Nevada District Court Judge Kerry Earley filed an order on Friday reversing the NAC’s initial punishment, but the judge upheld the commission’s jurisdiction in the matter.
That means that although the court found Silva’s punishment “arbitrary, capricious and not supported by substantial evidence,” it denied Silva’s petition to rule that the commission was acting outside of its jurisdiction in punishing him in the first place.
The matter stems from an out-of-competition drug test for Silva’s scheduled UFC 173 bout with Chael Sonnen. Following a May 23 press conference promoting UFC 173, including the Silva vs. Sonnen bout, a commission representative visited Silva’s gym on May 24 to collect a drug test sample. Instead of submitting the requested sample, Silva fled the gym, avoiding the test. He later admitted that part of the reason he fled the test was because he had been taking diuretics, which are banned substances.
When called before the athletic commission for a disciplinary hearing, Silva’s attorney, Ross Goodman, filed a motion to dismiss the case, saying that the commission did not have jurisdiction over Silva because he was not a licensed fighter in Nevada at the time the sample was requested.
Judge Earley ruled otherwise, citing Silva admittedly being contracted to fight Sonnen at the time and his promotional appearance at the May 23 press conference.
“The court finds that the Commission properly exercised jurisdiction over (Silva)… (Silva), who as a contestant and unarmed combatant, failed to submit to required drug testing while in preparation of a contest and is, therefore, subject to discipline for this act which is detrimental to the contest. The Commission’s authority to discipline (Silva) for his acts in violation of Chapter 467 is supported by law and record.”
However, the judge also ruled that the NAC overstepped its bounds in issuing Silva a lifetime ban and a $70,000 fine, noting that the commission itself questioned whether it was appropriate to levy such punishment at the time it was issued.
“The Court finds that neither of these disciplinary actions is supported by substantial evidence in the record. The record is replete with the Commission’s own concerns that the sanction is indeed arbitrary and not supported by any type of sentencing guidelines, or within standard norms. This Court agrees and finds that both the lifetime ban in the State of Nevada and $70,000.00 fine are arbitrary and capricious.”
As such, the court ordered that “the disciplinary actions ordered against (Silva) are SET ASIDE and this matter is REVERSED AND REMANDED to the Commission for re-hearing on the appropriate discipline for (Silva’s) actions.”

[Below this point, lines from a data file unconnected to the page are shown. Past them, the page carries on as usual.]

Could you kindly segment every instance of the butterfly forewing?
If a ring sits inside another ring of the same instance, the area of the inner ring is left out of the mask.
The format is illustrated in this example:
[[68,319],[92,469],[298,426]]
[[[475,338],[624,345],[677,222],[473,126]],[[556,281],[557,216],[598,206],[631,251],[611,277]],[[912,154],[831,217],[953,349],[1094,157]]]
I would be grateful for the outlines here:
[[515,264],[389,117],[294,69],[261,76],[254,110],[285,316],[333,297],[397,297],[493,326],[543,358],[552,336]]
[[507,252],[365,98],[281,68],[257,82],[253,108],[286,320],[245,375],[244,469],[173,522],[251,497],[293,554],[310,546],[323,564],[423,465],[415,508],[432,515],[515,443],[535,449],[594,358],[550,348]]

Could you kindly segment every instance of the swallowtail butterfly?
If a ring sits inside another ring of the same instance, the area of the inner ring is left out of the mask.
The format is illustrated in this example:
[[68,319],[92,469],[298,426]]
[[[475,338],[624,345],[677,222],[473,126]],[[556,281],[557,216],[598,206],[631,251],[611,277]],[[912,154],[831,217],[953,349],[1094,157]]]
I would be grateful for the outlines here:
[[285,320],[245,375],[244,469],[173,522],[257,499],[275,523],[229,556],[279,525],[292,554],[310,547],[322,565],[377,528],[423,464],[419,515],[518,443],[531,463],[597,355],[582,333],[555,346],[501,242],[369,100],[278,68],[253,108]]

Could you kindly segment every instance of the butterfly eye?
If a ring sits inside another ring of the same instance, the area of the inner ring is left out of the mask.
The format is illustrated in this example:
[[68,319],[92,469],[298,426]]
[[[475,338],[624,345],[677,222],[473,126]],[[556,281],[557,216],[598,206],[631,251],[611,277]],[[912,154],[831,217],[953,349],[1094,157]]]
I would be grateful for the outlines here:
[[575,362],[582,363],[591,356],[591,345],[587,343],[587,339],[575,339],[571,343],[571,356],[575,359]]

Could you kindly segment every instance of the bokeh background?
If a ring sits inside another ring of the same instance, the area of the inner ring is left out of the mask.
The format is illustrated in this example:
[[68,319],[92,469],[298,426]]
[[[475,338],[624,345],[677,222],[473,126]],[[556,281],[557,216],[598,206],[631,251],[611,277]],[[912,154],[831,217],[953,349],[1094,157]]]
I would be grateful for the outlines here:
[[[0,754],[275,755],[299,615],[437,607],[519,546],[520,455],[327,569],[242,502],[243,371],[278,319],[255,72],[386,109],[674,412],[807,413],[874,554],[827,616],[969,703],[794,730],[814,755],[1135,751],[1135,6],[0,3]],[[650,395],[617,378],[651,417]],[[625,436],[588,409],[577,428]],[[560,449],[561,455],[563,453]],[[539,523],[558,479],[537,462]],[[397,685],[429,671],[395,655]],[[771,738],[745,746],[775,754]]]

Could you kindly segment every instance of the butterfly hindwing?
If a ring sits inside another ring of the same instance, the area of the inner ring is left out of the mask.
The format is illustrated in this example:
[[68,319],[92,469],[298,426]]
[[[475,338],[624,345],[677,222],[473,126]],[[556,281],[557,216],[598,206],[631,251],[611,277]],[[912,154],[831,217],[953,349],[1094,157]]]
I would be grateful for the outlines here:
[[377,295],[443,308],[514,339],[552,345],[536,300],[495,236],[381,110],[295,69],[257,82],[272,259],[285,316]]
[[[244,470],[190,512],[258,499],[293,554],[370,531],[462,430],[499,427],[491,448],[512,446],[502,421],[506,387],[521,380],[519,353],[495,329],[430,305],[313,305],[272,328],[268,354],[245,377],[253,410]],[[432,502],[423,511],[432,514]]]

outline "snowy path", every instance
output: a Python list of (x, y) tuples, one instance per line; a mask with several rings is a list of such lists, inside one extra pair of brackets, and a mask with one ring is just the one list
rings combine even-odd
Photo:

The NAC recently voted to revise its penalties for drug testing violations, including avoiding a test. The new guidelines would enact a 48-month suspension and a fine equal to 75-percent of a fighter’s purse for a first infraction. A second offense would amount to a lifetime ban and a fine equal to 100-percent of the fighter’s purse. Those penalties, however, were not in place at the time of Silva’s initial hearing and do not go into effect until Sept. 1, 2015.
In a statement to ESPN.com, Goodman said that while they “are pleased that the court set aside the disciplinary actions ordered against Mr. Silva,” they were evaluating their options in regard to their belief that the NAC violated is jurisdictional limitations, leaving the matter open for a possible appeal.
Whether or not Silva intends to appeal the matter of jurisdiction will likely dictate when he might go before the commission for a revised punishment, unless, of course, such an appeal were successful in ruling that the commission did not have jurisdiction, as Judge Earley determined.